Valdimir Putin’s ever-scrutinized Russia saw a resumption of spending during the pandemic as well, with spending up 3.8% – with a focus on modernizing its three forces and developing new nuclear weapons.
Regarding GDP, Russia spends 4.14% of it on defense, but its economy is infinitely smaller than that of the United States or China, the largest in the world.
Nominally, Moscow fell from fourth to fifth position in the IISS ranking, with US $ 60.6 billion (R $ 327 billion) in war spending. It was overtaken by India, third place with US $ 64.1 billion (R $ 346 billion) and the United Kingdom (US $ 61.5 billion, or R $ 332 billion), but they are all at a similar level.
The third place last year, Saudi Arabia, dropped to ninth place – from US $ 78.4 billion (R $ 423 billion) to US $ 48.5 billion (R $ 262 billion).
NATO countries, the Western military alliance, followed the trend of increased spending brought about by Trump’s threats of disengagement over his tenure. In 2020, 7 of its 29 members reached more than 2% of GDP with defense, the club’s 2024 goal.
In 2014, when Russia terrified Western leaders by taking Ukraine’s Crimea for itself, in response to the fall of the pro-Moscow government in Kiev, the average was 1.25% of GDP in the bloc. It is now 1.64%.
Azerbaijan, which defeated Armenia in a dispute to retake areas occupied in the 1990s by its neighbor in the only one of the 33 conflicts listed by the IISS that had a dramatic evolution in 2020, saw its spending grow by 3.8% to 5.4% of GDP – losers maintained their high proportional spending of 4.8%.

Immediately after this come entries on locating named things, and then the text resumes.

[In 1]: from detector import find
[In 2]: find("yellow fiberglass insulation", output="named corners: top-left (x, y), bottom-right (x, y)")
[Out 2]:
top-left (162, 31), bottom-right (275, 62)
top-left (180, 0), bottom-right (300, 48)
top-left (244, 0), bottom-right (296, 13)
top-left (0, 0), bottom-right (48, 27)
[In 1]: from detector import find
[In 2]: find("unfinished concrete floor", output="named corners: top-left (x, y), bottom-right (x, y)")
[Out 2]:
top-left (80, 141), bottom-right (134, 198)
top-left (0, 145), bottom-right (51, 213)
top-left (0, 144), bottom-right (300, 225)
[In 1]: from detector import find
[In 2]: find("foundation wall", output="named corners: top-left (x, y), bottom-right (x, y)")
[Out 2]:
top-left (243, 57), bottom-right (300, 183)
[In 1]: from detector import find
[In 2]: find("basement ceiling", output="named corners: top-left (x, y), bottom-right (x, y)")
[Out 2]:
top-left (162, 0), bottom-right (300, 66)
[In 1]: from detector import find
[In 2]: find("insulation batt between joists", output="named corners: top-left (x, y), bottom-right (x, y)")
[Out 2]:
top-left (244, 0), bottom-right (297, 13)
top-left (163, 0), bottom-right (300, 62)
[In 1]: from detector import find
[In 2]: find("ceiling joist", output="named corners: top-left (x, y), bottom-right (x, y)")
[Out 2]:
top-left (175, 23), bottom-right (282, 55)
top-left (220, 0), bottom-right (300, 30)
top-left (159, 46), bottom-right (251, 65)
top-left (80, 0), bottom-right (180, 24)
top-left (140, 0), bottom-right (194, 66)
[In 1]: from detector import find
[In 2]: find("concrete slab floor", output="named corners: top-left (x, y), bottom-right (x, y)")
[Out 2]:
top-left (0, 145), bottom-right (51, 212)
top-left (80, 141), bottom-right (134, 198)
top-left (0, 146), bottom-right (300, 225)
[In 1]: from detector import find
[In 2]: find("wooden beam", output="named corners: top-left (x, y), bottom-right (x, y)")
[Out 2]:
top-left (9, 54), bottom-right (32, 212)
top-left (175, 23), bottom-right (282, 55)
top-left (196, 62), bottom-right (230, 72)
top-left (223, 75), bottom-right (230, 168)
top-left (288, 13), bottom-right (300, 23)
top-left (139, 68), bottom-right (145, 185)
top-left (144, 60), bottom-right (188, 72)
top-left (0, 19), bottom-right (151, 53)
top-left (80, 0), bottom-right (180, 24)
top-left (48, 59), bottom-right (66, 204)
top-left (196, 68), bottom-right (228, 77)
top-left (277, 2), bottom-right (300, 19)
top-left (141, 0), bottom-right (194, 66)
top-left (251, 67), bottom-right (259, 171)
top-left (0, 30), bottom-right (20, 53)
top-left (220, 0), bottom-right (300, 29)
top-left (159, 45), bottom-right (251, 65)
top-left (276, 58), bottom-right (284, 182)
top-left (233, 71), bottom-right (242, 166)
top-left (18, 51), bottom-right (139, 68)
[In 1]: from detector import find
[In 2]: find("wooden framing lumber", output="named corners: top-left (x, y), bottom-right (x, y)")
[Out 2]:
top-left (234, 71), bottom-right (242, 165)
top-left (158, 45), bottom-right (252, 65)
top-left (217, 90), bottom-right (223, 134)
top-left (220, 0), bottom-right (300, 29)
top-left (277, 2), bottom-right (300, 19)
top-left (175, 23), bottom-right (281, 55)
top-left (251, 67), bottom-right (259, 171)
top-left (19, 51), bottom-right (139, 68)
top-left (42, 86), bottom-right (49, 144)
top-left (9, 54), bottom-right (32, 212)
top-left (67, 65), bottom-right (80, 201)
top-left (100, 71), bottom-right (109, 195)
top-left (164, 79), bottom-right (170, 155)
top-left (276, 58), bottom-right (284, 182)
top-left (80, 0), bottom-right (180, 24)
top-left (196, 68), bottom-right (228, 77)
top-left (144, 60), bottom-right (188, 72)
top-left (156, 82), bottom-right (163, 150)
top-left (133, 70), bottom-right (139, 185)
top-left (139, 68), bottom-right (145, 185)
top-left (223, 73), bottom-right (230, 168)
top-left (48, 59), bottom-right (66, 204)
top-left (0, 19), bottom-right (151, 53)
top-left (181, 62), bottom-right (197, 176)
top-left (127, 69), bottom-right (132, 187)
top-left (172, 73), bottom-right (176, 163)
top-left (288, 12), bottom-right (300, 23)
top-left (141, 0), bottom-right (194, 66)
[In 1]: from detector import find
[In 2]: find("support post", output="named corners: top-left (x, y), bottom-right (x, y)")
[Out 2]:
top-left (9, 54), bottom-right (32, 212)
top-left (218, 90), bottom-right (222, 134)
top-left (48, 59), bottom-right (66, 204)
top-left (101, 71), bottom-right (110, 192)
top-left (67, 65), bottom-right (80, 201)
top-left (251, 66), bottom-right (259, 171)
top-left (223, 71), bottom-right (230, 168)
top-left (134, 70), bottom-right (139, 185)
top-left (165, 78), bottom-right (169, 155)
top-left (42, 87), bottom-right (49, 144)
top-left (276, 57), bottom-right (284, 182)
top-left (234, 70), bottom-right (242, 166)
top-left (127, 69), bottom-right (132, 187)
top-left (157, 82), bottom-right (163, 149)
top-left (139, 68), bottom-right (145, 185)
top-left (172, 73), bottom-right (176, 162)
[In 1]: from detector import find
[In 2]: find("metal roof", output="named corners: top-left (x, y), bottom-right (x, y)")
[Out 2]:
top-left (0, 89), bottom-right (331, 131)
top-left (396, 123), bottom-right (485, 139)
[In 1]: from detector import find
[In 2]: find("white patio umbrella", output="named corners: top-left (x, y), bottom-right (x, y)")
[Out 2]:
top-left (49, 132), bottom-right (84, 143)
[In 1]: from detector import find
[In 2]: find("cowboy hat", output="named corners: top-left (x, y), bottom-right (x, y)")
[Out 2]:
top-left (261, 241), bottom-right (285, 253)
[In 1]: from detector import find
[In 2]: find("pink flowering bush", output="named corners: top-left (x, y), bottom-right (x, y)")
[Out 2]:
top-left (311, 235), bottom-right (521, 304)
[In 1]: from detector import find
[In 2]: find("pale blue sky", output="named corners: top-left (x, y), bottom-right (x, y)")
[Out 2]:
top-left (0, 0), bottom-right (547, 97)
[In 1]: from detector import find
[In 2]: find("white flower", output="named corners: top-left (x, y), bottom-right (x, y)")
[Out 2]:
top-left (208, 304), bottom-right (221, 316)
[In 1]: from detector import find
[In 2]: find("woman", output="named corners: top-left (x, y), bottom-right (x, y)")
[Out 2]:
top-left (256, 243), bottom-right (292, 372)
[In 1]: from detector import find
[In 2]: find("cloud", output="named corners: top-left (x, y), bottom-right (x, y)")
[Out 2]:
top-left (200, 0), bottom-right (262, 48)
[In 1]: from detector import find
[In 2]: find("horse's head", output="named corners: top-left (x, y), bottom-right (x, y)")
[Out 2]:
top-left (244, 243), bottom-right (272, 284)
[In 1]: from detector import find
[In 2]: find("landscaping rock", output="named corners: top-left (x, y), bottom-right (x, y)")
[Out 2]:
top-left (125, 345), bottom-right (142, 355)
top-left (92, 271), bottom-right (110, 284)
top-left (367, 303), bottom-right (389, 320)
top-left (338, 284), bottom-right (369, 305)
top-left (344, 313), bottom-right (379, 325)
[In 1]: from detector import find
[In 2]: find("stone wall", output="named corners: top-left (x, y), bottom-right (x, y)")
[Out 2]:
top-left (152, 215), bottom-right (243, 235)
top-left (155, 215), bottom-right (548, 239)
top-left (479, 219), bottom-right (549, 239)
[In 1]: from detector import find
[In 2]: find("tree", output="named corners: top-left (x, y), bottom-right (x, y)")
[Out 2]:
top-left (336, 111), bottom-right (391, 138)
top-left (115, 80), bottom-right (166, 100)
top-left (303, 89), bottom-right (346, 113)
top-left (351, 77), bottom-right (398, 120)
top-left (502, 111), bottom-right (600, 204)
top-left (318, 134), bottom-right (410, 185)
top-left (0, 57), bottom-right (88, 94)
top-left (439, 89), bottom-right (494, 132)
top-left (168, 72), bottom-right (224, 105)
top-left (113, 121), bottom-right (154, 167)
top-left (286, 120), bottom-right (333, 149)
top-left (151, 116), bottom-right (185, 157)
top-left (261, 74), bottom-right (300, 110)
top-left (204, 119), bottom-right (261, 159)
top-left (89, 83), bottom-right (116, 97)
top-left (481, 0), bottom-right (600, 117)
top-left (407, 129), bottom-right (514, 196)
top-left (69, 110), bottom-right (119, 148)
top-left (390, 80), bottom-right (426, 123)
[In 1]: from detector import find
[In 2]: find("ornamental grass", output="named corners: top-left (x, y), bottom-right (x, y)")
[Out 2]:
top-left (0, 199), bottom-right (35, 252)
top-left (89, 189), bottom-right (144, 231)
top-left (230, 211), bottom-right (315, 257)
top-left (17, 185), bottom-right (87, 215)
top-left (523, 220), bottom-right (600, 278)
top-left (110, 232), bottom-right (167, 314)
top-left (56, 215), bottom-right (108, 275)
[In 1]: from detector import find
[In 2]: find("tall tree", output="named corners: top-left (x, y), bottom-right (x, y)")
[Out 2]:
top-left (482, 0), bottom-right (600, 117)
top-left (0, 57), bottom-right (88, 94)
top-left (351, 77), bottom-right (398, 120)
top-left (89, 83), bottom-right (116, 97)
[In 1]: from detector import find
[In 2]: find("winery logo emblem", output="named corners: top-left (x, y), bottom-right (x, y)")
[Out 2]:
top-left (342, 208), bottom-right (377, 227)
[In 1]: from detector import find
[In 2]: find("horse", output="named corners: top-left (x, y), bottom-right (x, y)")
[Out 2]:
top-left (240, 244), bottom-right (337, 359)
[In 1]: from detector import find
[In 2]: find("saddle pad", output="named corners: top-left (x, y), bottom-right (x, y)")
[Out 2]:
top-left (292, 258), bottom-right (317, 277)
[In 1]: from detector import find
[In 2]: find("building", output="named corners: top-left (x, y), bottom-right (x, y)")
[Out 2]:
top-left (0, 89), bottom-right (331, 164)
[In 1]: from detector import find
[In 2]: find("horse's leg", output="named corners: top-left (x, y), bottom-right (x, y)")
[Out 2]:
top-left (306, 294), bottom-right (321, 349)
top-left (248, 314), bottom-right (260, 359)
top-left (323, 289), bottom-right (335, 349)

As always, countries in conflicting regions easily lead the ranking when the ruler is the war ratio to GDP. The Sultanate of Oman, in the Middle East, is ahead with 12%, followed by Afghanistan, with 10.6%, and Lebanon, with 10.5%.

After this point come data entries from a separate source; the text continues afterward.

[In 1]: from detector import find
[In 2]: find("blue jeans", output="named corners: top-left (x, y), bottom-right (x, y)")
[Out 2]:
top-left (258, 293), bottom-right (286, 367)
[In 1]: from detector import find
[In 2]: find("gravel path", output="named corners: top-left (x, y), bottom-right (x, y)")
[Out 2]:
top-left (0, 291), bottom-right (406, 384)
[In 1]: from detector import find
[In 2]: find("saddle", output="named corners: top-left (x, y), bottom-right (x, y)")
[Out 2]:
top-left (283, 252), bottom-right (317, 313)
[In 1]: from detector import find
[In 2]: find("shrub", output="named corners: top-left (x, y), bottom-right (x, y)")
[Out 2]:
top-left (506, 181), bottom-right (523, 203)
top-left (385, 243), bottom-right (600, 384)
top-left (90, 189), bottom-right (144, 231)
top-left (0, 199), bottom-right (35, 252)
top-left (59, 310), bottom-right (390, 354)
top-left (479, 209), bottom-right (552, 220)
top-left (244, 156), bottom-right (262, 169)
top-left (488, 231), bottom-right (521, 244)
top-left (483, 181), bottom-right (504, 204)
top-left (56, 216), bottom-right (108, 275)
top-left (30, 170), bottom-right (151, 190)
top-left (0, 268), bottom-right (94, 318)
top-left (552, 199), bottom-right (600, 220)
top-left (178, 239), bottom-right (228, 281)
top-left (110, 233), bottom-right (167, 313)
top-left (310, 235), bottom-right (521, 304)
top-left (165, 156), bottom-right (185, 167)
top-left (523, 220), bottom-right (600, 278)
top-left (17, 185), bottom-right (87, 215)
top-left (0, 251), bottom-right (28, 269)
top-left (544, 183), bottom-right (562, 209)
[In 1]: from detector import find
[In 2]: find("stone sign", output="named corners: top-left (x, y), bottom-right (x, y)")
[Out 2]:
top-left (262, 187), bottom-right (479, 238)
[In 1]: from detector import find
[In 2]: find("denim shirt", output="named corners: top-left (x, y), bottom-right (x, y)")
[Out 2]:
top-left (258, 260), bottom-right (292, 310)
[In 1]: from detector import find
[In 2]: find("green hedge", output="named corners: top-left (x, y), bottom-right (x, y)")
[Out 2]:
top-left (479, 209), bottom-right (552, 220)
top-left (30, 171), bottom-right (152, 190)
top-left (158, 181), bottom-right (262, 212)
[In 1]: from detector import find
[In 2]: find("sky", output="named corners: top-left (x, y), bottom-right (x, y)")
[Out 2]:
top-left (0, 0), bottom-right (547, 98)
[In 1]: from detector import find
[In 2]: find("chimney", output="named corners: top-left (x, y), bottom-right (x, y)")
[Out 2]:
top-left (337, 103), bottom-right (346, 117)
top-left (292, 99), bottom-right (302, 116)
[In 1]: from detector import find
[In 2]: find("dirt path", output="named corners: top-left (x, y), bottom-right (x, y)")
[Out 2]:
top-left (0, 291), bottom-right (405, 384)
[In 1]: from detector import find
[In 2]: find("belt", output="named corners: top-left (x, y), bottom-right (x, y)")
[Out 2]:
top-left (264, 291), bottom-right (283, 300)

Brazil also had a slight drop in the table, although nominally in reais it had an increase in its spending. It went from 11th to 13th place, spending US $ 22.1 billion (R $ 119 billion) on defense, something above 1.5% of its GDP.

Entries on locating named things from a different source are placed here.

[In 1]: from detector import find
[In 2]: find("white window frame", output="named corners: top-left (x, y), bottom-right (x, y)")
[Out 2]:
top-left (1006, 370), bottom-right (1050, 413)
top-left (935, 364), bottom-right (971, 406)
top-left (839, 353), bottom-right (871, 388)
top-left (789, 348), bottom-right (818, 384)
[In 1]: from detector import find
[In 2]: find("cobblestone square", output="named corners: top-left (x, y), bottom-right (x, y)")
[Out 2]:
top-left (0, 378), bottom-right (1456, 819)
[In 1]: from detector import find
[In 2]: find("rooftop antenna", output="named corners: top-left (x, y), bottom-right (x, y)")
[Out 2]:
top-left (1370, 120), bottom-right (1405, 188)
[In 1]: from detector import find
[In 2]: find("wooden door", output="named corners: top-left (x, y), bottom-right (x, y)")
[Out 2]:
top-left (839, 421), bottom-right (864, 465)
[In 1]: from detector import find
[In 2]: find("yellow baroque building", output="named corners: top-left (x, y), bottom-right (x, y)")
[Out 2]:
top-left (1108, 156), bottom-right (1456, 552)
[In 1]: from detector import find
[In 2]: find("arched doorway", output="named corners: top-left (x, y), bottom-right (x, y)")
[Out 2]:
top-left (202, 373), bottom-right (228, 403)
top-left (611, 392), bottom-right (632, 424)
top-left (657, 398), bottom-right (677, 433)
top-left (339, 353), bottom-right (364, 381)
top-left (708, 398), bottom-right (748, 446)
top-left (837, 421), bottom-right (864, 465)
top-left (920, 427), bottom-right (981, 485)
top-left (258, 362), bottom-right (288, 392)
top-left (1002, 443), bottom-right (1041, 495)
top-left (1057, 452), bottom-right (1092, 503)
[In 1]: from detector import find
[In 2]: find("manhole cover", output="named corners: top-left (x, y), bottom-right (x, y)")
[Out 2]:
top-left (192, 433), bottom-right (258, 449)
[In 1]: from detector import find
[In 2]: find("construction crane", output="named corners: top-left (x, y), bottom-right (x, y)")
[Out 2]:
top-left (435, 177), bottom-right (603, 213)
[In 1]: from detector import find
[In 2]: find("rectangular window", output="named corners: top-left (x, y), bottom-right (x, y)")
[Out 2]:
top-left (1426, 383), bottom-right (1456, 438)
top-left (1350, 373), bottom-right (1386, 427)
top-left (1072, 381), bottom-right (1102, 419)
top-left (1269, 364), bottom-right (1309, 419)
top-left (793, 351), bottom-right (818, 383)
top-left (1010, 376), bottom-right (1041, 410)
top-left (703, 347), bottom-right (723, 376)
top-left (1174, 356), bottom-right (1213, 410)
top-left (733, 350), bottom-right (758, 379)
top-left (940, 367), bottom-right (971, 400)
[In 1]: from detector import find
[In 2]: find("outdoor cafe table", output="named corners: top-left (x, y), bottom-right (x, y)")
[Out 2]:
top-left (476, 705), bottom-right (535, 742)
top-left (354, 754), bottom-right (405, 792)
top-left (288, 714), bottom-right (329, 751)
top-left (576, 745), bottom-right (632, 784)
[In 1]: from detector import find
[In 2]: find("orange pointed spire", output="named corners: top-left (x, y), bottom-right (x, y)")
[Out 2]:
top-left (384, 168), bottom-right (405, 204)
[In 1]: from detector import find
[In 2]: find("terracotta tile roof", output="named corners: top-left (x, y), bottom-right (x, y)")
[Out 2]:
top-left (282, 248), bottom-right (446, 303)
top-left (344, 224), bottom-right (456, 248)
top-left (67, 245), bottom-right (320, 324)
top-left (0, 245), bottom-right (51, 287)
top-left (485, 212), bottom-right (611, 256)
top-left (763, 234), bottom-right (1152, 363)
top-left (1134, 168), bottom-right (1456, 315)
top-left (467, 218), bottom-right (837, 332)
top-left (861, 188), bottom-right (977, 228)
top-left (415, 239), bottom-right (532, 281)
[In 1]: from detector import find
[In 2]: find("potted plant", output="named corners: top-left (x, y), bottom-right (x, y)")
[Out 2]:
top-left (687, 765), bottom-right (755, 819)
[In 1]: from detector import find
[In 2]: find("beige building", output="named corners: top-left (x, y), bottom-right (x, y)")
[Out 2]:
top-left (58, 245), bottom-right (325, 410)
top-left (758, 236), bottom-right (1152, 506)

Here, the devaluation of the dollar weighed heavily on the bill, although the position itself is illusory: despite occasional advances, as in the case of the Gripen fighter and KC-390 freighter programs, 80% of Brazilian military spending is on personnel, including retirements and pensions.
Still, in the IISS assessment, “Brazil is the most capable power in its region”, followed by Colombia. Brazilian military spending accounts for 42% of total Latin America and the Caribbean, despite known distortions.
While Brazilian defense spending per inhabitant was R $ 561 in 2020, in the IISS accounts, Colombians employed R $ 990. It should be noted that the neighboring country still has the focus of a civil war that lasted almost six decades.